You can teach him the cat tower is his by incorporating it into the Games you play with him. Also when he scratches places you would rather he didn't, gently take him over to his own places. (he should ahve more than one place to scratch)

He needs his claws trimmed if they are getting caught in things though. You can get nail trimmers for cats, but for baby cat nails you can use a baby nail clipper. Just snip the tips, you don't want to get to the quick, as that will bleed and hurt.


----------



## Kitkatslave (Apr 7, 2017)

Hi sorry to come along and give advice you didn't ask for, but the collar you have on your little kitten worries me!
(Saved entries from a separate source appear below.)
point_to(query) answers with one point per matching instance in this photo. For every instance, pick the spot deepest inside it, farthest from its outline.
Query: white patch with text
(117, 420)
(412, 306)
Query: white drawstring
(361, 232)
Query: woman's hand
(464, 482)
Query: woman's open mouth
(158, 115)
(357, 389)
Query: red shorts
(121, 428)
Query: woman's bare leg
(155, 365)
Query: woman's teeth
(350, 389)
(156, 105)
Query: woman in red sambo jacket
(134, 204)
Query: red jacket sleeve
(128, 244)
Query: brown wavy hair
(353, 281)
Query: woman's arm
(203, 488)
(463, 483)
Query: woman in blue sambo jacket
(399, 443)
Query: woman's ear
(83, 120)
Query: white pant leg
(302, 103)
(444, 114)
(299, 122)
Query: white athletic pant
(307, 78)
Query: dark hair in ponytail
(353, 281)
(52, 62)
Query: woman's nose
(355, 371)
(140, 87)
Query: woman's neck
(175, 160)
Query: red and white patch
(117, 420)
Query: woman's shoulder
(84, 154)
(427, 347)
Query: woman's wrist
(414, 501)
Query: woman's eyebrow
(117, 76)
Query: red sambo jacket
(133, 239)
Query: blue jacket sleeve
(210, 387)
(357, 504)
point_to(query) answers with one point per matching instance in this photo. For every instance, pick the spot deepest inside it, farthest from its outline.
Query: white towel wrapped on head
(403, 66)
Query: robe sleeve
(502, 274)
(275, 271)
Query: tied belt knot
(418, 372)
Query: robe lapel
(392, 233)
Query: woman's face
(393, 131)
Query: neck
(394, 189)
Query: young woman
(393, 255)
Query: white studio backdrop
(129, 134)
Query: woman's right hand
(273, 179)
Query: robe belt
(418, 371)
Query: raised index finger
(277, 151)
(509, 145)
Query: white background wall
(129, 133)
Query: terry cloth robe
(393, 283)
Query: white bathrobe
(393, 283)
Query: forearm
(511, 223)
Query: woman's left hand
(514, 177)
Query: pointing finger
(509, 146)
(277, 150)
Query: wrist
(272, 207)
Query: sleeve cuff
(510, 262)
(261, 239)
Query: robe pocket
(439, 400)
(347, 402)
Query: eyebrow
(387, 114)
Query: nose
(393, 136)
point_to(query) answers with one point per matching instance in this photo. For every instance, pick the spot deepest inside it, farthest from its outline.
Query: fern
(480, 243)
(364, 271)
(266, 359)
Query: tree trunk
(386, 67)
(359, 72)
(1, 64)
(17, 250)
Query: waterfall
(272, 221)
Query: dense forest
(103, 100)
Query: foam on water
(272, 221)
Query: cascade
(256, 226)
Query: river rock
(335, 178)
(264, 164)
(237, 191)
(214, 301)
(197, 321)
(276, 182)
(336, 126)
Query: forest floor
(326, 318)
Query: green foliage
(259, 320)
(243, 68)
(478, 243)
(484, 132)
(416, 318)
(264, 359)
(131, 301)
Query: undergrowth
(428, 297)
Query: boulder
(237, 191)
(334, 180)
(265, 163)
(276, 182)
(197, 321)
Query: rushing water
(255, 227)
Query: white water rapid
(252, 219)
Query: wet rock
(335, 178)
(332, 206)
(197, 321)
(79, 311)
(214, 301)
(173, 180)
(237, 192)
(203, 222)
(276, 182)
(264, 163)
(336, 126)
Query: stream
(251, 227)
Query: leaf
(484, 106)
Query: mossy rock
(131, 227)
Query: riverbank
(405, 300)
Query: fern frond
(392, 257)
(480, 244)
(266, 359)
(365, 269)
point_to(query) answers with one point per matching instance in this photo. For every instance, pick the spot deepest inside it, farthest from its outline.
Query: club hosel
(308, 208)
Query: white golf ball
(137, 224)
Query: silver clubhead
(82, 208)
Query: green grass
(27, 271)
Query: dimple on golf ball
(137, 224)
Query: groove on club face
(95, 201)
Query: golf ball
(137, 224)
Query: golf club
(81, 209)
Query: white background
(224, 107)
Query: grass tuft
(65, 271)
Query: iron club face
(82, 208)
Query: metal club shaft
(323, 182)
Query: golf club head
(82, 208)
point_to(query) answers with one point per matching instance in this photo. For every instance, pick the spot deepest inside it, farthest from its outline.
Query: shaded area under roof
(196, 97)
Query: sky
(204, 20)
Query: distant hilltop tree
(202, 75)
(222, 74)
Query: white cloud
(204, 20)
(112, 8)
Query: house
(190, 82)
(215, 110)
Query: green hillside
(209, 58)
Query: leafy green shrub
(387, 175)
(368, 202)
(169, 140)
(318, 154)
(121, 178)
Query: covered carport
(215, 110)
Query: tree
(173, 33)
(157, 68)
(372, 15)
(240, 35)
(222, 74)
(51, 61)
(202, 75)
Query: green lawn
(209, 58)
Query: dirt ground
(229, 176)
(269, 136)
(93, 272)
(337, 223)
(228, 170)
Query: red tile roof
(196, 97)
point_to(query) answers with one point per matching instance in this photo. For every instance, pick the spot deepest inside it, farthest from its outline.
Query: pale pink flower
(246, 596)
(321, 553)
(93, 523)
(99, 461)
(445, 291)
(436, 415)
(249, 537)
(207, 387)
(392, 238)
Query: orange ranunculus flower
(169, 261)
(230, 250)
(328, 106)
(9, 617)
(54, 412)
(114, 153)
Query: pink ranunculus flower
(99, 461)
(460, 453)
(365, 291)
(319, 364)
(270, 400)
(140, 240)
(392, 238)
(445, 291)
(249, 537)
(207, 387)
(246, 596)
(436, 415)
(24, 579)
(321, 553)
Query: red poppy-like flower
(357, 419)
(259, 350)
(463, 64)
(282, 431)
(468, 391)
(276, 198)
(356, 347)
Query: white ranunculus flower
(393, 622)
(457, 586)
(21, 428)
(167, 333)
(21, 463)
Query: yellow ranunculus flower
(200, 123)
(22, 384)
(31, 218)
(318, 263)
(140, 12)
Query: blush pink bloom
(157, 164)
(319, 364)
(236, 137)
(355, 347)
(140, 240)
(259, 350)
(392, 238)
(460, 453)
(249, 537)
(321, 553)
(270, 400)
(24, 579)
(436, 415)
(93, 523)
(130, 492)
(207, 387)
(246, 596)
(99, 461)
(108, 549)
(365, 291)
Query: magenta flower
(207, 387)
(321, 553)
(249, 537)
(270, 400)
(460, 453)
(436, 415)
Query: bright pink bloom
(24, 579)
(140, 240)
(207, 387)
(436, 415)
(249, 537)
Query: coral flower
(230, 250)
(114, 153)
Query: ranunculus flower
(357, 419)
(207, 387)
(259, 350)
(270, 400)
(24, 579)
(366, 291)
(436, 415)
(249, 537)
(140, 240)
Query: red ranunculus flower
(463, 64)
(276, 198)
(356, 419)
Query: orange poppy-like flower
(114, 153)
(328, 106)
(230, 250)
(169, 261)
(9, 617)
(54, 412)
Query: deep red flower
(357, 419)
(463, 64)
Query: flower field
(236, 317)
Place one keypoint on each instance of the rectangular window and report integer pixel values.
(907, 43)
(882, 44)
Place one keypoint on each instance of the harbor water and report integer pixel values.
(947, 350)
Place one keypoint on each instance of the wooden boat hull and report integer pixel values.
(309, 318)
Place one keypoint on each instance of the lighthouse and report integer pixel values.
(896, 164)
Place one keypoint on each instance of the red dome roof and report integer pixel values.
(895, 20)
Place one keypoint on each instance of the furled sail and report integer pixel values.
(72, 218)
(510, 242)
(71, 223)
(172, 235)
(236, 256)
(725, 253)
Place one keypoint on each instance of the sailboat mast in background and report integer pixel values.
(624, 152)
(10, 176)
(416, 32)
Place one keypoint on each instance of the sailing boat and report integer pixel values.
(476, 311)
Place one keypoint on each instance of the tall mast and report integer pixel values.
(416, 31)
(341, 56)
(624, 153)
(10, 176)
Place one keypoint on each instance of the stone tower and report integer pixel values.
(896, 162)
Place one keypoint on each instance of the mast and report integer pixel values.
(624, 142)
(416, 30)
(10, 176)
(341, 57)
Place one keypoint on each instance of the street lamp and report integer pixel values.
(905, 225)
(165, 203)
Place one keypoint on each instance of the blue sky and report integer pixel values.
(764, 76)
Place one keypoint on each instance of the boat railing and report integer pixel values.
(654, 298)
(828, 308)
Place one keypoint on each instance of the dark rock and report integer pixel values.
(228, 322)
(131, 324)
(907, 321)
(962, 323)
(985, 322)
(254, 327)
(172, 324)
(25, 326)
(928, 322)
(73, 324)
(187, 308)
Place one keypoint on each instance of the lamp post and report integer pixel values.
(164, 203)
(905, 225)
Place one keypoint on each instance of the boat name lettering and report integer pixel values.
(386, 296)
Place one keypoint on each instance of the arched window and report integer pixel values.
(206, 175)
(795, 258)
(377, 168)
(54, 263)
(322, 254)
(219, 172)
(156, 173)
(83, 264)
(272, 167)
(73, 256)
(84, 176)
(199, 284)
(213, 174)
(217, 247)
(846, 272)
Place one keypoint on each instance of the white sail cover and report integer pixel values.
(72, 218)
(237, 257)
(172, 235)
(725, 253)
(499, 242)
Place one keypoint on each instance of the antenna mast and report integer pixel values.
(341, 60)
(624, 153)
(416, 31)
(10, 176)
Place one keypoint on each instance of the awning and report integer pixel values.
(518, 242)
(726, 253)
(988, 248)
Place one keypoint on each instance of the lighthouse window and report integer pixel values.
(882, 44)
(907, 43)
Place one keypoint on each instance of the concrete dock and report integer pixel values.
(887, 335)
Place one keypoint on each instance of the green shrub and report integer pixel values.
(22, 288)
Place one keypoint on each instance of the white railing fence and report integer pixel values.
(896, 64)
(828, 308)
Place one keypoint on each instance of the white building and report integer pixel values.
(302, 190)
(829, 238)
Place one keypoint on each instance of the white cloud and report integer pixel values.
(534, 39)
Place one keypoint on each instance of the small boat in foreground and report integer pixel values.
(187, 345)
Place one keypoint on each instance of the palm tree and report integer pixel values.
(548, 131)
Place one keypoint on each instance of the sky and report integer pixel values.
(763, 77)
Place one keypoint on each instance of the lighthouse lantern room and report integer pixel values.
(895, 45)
I don't know if it's just the picture but in the top photo it looks very loose and he could easily get it caught on something with disastrous results. I'm not sure a collar is needed at this age but I would be making sure it isn't hanging so loose as to catch on something and that it's a quick release collar. 

When I took my kittens for their first vet check the vet clipped their claws for me and they were quite accepting of it.


----------



## LaurenJ17 (Aug 20, 2017)

We don't use his collar because as you point out, he's far too small for it. The pictures above are from the original owner when he was living there. 

Thanks for the advice regarding his claws though


----------



## LJC675 (Apr 24, 2017)

If you are going to do his claws yourself, starting young is great. I have always made a habit of gently holding my 2's feet for a short while when they come up for cuddles, so having their feet touched is normal. Having proper clippers seems to help to as I find human nail clippers squeeze the claw at 1st rather than just cut it. I have ones like this, they're great.

https://www.amazon.co.uk/Nail-Clipp...=1503311962&sr=1-4&keywords=cat+claw+clippers

Also when you start doing them try when he is sleepy, you may find he doesn't even notice. Just do a couple at a time at 1st, if he struggles at all then stop, don't turn it into a fight. just do a couple more the next day. If you are nervous just snip the very tip off until you get more confident. This means you'll do them more often, but that's good as he'll get use to it quicker.

My 2are so use to it mow, they don't bat an eyelid.


----------



## Kitkatslave (Apr 7, 2017)

LaurenJ17 said:


> We don't use his collar because as you point out, he's far too small for it. The pictures above are from the original owner when he was living there.
> 
> Thanks for the advice regarding his claws though


Oh phew, that's good then


----------



## Alexhannah (Apr 13, 2017)

I use a catnip spray on my scratching posts, seems to do the trick.


----------